Niestety dla naszych reprezentantów niedzielny konkurs w Oslo nie był udany. Nadzieję dzień wcześniej rozbudził zwłaszcza Dawid Kubacki, który wygrał prolog. Niestety w niedzielę zajął 9. miejsce, a duży wpływ na to miała jego próba z pierwszej serii. A i tak był najwyżej klasyfikowanym z Biało-Czerwonych.
ZOBACZ WIDEO: #dziejesiewsporcie: co on zrobił?! Genialny rzut z... kolan
- Dawid był niestabilny. Nie potrafił znaleźć dobrej pozycji najazdowej i później jego sylwetka falowała - dodał.
Bardzo słabo wśród Biało-Czerwonych spisali się zarówno Jakub Wolny, jak i Paweł Wąsek. Zajęli odpowiednio 43. i 44. miejsce. Ostatnie tygodnie w ich wykonaniu także nie były najlepsze. Czy uda się odbudować jeszcze przed końcem sezonu?
- Tak, to normalna praca. Robimy to przez cały rok. Nie odkrywamy Ameryki, lecz wracamy do podstaw. Oni już to zrobili, pokazali. Trzeba analizować i być dalej w procesie.
Być może po niedzielnych zawodach, które rozpoczną się o 16:30, Thomas Thurnbichler będzie miał okazję do dopisania kolejnego osiągnięcia na swojej fladze.

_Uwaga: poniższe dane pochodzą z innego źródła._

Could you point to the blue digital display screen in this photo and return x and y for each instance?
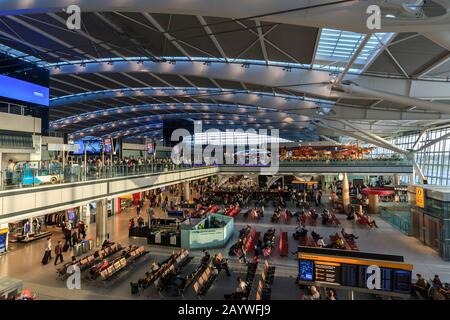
(23, 91)
(306, 270)
(92, 147)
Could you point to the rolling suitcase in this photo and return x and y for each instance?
(77, 250)
(46, 257)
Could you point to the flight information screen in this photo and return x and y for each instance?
(352, 270)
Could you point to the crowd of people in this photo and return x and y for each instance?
(433, 289)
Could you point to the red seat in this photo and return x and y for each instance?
(284, 247)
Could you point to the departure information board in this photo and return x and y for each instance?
(350, 269)
(327, 272)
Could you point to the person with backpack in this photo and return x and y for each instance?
(58, 252)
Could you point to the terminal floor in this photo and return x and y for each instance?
(23, 261)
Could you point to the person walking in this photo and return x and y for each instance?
(58, 252)
(48, 247)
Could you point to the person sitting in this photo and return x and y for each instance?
(206, 257)
(313, 214)
(437, 282)
(325, 217)
(105, 244)
(349, 236)
(331, 294)
(314, 293)
(339, 244)
(315, 235)
(155, 266)
(421, 285)
(242, 288)
(300, 232)
(131, 224)
(276, 216)
(220, 263)
(140, 222)
(321, 243)
(371, 222)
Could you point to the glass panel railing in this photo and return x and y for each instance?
(51, 175)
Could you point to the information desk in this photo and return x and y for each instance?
(349, 269)
(207, 233)
(165, 232)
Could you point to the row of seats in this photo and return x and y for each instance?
(284, 247)
(108, 269)
(166, 268)
(206, 279)
(252, 240)
(233, 212)
(89, 260)
(264, 290)
(121, 263)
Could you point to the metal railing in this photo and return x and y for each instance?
(400, 221)
(32, 177)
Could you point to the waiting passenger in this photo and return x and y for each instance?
(372, 223)
(206, 257)
(331, 294)
(349, 236)
(155, 266)
(315, 295)
(220, 263)
(421, 285)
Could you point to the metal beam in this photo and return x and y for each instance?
(156, 24)
(429, 144)
(375, 137)
(434, 65)
(353, 58)
(261, 40)
(212, 37)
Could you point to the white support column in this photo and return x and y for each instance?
(429, 144)
(417, 171)
(101, 215)
(419, 138)
(373, 136)
(187, 191)
(345, 194)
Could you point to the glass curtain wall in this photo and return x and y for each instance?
(433, 160)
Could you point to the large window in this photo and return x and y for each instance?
(233, 138)
(433, 160)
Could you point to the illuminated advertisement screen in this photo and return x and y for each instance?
(306, 270)
(107, 145)
(92, 147)
(150, 148)
(23, 91)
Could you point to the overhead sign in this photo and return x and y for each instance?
(420, 197)
(354, 269)
(23, 91)
(3, 239)
(62, 147)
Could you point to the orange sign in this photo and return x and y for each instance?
(420, 197)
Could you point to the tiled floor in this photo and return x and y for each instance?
(23, 261)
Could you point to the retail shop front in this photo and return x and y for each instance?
(430, 217)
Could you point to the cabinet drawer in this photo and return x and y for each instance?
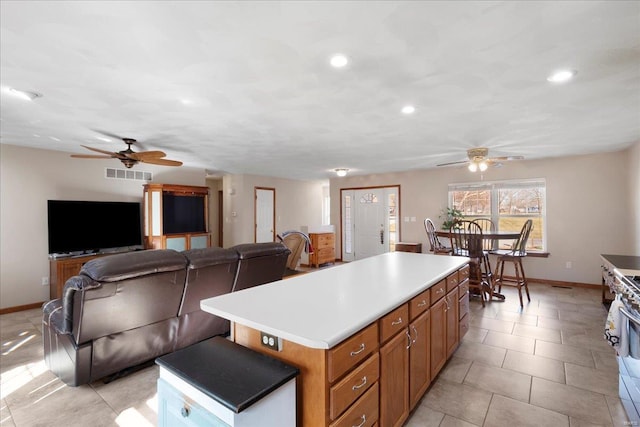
(437, 291)
(463, 307)
(393, 322)
(464, 326)
(325, 240)
(351, 351)
(419, 304)
(463, 289)
(452, 281)
(463, 273)
(354, 385)
(175, 409)
(363, 413)
(325, 252)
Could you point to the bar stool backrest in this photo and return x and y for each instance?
(520, 245)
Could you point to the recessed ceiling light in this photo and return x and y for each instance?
(339, 60)
(561, 76)
(408, 109)
(24, 94)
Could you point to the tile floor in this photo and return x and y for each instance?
(545, 365)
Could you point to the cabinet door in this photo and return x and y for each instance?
(394, 381)
(419, 358)
(451, 301)
(438, 336)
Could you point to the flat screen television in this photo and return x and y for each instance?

- W wypadku Dawida i Kamila jest całkiem blisko. Są w dobrej formie. W sobotę nie zaprezentowali najlepszych skoków, ale wszystko jest możliwe w niedzielę - zakończył Austriak.
Czytaj więcej:
Takiej sytuacji z Kubackim mało kto się spodziewał. To nie jest przypadek [OPINIA]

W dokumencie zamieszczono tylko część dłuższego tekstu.